If both parties want the PC elections postponed, so will it be. But, there is as much chance of a Presidential election being held in November, as there is of Chandrika Kumaratunga stepping down from the Executive Presidency and hoping to come back as Prime Minister.

If PC elections cannot be held now due to the war and the fact that attention has been drawn to this fact by the Mahanayake's will things improve to such a point in November that elections could be held for the Presidency then ? If the war is a reason to postpone puny PC elections, surely the war will be a reason to postpone the Presidential elections?

Already, much hoopla has been made about the fact that the government will keep to its promise if it accepts the challenge of the UNP. But, this promise too is dependent on variables such as the Mahanayake's, because what the Mahanayake's say at that point of time when the presidential elections are due will still be important.

In this fluid and evolving system of politics, rationalisations can be given to explain away promises given, at anytime, and not kept.

Take for example the fact that the government has not kept its promise to abolish the Executive Presidential system.
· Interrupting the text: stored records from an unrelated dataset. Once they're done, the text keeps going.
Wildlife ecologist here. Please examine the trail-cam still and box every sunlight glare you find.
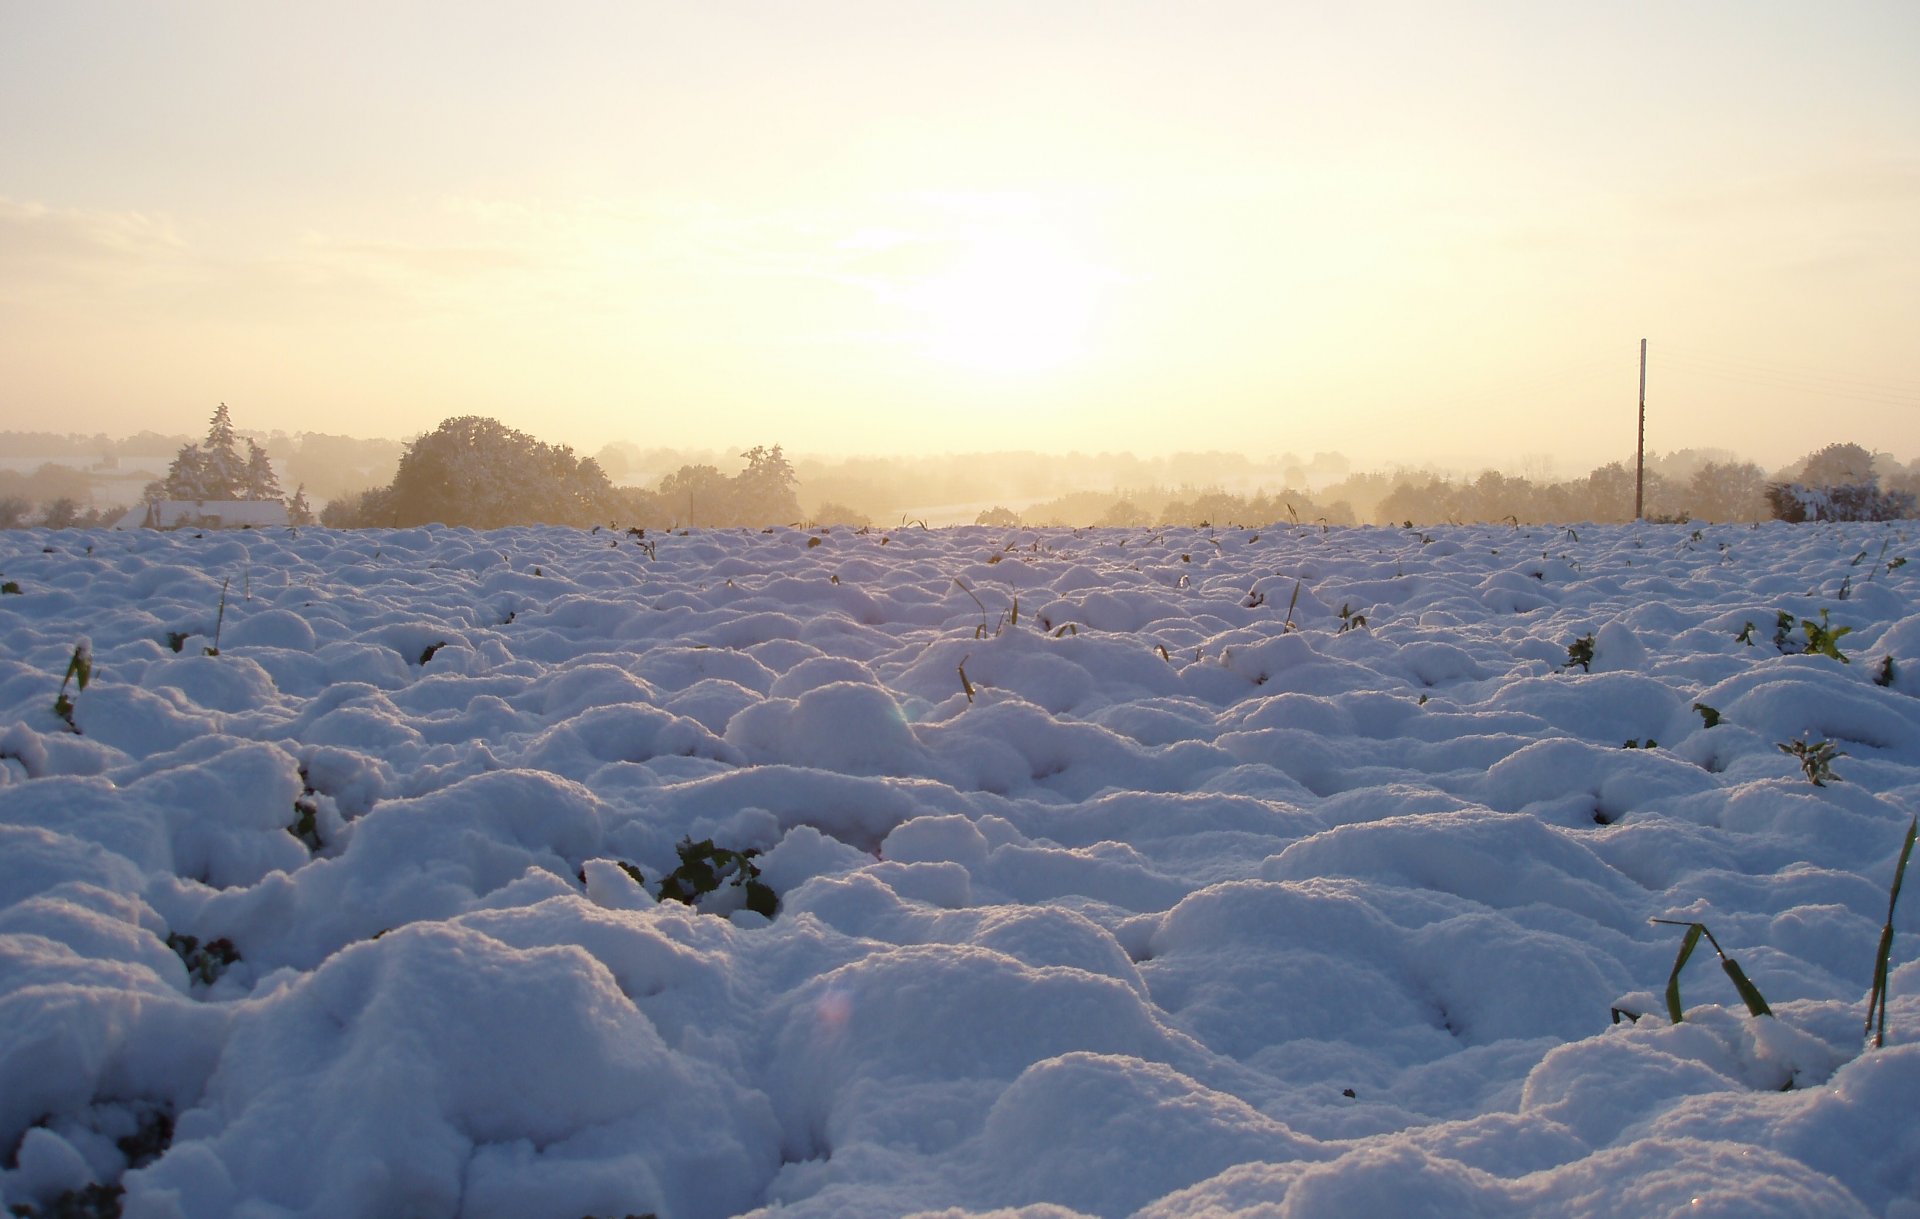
[904,233,1104,377]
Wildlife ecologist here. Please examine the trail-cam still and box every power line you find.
[1657,356,1920,402]
[1658,344,1920,396]
[1652,345,1920,408]
[1653,357,1920,410]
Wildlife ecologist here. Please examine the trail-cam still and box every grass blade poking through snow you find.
[1866,815,1919,1049]
[206,577,230,656]
[1652,919,1773,1022]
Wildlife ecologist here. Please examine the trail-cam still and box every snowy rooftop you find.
[1,520,1917,1218]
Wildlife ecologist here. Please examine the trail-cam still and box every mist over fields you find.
[7,426,1920,532]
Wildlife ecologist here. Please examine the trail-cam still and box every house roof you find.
[114,500,291,530]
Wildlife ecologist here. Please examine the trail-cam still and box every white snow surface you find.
[2,521,1919,1219]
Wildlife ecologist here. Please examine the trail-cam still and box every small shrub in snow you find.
[1778,736,1844,786]
[287,793,322,851]
[9,1182,126,1218]
[1563,633,1595,673]
[166,933,241,985]
[115,1107,173,1170]
[1650,919,1773,1023]
[1797,609,1851,663]
[1693,702,1723,728]
[1772,610,1795,651]
[1764,481,1916,523]
[1874,656,1896,688]
[655,838,777,918]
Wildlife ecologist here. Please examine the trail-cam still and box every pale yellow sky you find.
[2,1,1917,472]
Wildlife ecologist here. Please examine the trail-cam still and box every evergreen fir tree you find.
[244,439,283,499]
[158,403,285,504]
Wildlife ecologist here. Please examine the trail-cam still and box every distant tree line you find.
[319,416,801,530]
[976,442,1920,529]
[0,417,404,529]
[6,417,1920,531]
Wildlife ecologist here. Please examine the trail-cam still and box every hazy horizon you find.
[4,3,1918,473]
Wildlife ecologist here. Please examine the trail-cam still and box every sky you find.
[2,1,1918,474]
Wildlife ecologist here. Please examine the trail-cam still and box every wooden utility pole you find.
[1634,338,1647,520]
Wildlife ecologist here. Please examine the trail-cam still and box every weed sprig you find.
[1564,633,1595,673]
[52,640,92,733]
[1779,736,1844,786]
[1651,919,1772,1023]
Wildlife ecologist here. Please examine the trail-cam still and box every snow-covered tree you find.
[1769,441,1915,522]
[244,439,283,500]
[1796,442,1877,489]
[385,416,618,528]
[1765,481,1916,523]
[1687,461,1767,521]
[733,445,800,525]
[159,403,272,502]
[657,464,735,527]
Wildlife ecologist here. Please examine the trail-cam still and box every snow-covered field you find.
[3,520,1918,1219]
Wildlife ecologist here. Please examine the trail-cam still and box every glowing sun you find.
[903,234,1104,377]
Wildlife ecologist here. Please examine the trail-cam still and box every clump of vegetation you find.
[654,838,776,918]
[1778,736,1845,786]
[1875,656,1897,688]
[8,1182,126,1218]
[288,791,323,851]
[1563,633,1595,673]
[166,932,241,985]
[1336,603,1368,632]
[1798,609,1851,663]
[1693,702,1723,728]
[1772,610,1796,651]
[1651,919,1773,1023]
[52,640,91,733]
[115,1106,173,1171]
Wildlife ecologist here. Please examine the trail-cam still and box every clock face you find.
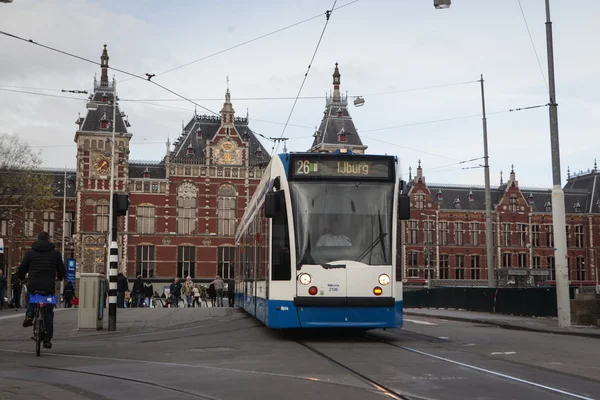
[93,154,111,175]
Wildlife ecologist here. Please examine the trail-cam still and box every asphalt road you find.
[0,309,598,400]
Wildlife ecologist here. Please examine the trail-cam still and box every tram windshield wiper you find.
[355,232,387,263]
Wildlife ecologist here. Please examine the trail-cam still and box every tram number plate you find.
[328,284,339,292]
[280,306,289,311]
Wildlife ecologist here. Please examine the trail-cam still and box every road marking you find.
[404,318,437,326]
[463,343,476,346]
[491,352,516,355]
[398,345,594,400]
[438,336,449,340]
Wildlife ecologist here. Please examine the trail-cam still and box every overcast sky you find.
[1,0,598,188]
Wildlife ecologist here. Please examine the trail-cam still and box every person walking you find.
[63,281,75,308]
[116,272,129,308]
[143,280,154,308]
[132,275,144,308]
[210,275,225,307]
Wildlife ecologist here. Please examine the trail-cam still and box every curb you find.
[404,311,600,339]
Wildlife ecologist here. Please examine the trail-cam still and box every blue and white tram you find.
[234,151,410,329]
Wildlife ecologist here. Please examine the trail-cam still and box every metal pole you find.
[545,0,570,327]
[480,74,495,288]
[60,166,67,302]
[107,88,118,331]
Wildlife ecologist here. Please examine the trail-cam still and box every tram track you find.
[290,328,597,400]
[294,338,423,400]
[365,333,596,400]
[23,364,220,400]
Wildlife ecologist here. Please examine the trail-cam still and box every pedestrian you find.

Expert rationalisations have been given at Cabinet briefing level for this colossal non event. Of course, it has been said that the PA cannot dislodge the presidency if the UNP is not behind it.

On the face of it, it is a rationalisation that will convince even the most sceptical folks. The fact is that most folks are not skeptical enough in the face of the new Sri Lankan political culture. They do not have the time to think beyond the mathematical rationalisations that appear in the papers. They are too busy being ordinary people, and their attention spans are too limited like they are in most ordinary folks.

If political promises were meant to be kept, the PA would not have tied the dislodging of the Presidency to the package. The value of specious reasoning is that it can fool almost all the people, all the time.

But, government spin doctors have it that the Executive Presidency cannot be abolished because the UNP is not voting with the governments proposed new constitutional package. Who tied abolishing the Presidency to a major constitutional change that involves creating politically autonomous regional councils? The government did!

And now, who says that the Presidency cannot be abolished because the UNP is not voting for the proposed constitutional changes? The government says so, not you, me, Tom, Dick Harry or Peiris. Except that Peiris.

But, you'd be surprised at the amount of NGO qualified political pundits who would now agree with the rationalisation that the government cannot keep to its promise of abandoning the Presidency because the UNP is not voting with the government. It is a shrewd political explanation, that has acquired currency with time. It is a rationalisation that has been repeated often enough and not been challenged by intellectuals. Therefore, it is a lie that has now, politically speaking, become the truth.